Opinion · Rosas y espinas

Desmemoria histórica

La Universidad de Alicante ha decidido eliminar el rastro documental y bibliográfico de uno de los verdugos del poeta Miguel Hernández. El nombre de Antonio Luis Baena Tocón, secretario judicial del consejo militar que condenó a muerte al poeta, ha sido borrado del pasado porque su hijo considera que documentos de historiadores «lo presentan como verdugo y fue una víctima más». Baena era alférez del ejército franquista, y quizá era un buen fulano y un buen padre, pero eso no justifica que se puedan castrar datos objetivos a la memoria de los españoles. Esto sucede en un país donde miles de defensores de la democracia, que lucharon y murieron contra el franquismo, nunca han sido reparados y descansan en la inmensa cuneta española con los estigmas malhechores que tuvieron a bien imponerle los juzgados caprichosos y antigarantistas del dictador. Esos muertos, a ojos de la historia documental, siguen siendo traidores a la patria, bandoleros o asesinos sin que ningún tribunal democrático haya revisado su sentencia.

Es más fácil borrar que revisar la historia. Aquí nuestra historia la revisamos tan escasamente porque nos da un poco de vergüencita, sobre todo a los vencedores y a los borbones (que vienen a ser lo mismo). Los franquistas de hogaño ya solo son fascistas en la intimidad. Hasta Vox se enfada cuando se le menta a la momia ferrolana como referente ideológico y ético (risas). En la batalla por la memoria histórica se está imponiendo el bando de los desmemoriados históricos, esos que no quieren que se sepa de dónde, de qué expropiaciones vino su fortuna, sobre qué crímenes se cimentó su genealogía. Cualquier día las universidades van a borrar al asesino Francisco Franco de nuestra historia porque se sienten ofendiditos sus descendientes. En ese plan vamos.
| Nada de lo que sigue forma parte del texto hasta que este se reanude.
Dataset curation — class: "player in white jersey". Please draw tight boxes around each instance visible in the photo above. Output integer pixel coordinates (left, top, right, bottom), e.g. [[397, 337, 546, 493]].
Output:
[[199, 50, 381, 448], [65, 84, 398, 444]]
España es un país excepcional porque es el único europeo en el que el fascismo ganó la II Guerra Mundial, en aquel experimento previo que nominamos Guerra Civil. Los libros de historia que estudian nuestros colegiales aun referencian la presunta neutralidad de Franco en el gran conflicto, cuando fascistas alemanes e italianos experimentaron sus artes asesinas en nuestro territorio desde 1936, y después recibieron a cambio la presunta heroicidad de la División Azul en la defensa de Hitler y Mussolini. Nos asombramos mucho con la neolengua, pero convivimos desde niños con la neohistoria. Somos personajes reescritos por los vencedores. Y así nos va.

Que el ámbito académico permita borrar el pasado porque un señor se basa en la ley de protección de datos para limpiar la biografía sangrienta de sus ancestros es un atentado contra la verdad. El alférez Baena estaba allí, cómplice del asesinato diferido del esposo soldado, de Miguel Hernández, y tenemos derecho a saberlo. Los historiadores tienen derecho a contarlo. Si le concedemos a su hijo el beneficio del borrado histórico estaremos traicionando nuestra verdad. Nuestra triste verdad.

En estos tiempos en que los tres catetos del triángulo trifachito se ponen cara de asco unos a otros para parecer más democráticos, esto del ocultamiento de alféreces fascistas nos puede parecer hasta natural. Siempre se dice que un pueblo debe de conocer su historia para no repetirla. Aquí vamos al revés. Aquí los vencedores, los hijos y nietos de los vencedores, nos niegan el conocimiento, a ver si la historia se repite. Yo no lo asumo con demasiada tranquilidad. España es como el enfermo que no quiere diagnosticar su patología. Muramos ignorantes y en la paz de dios.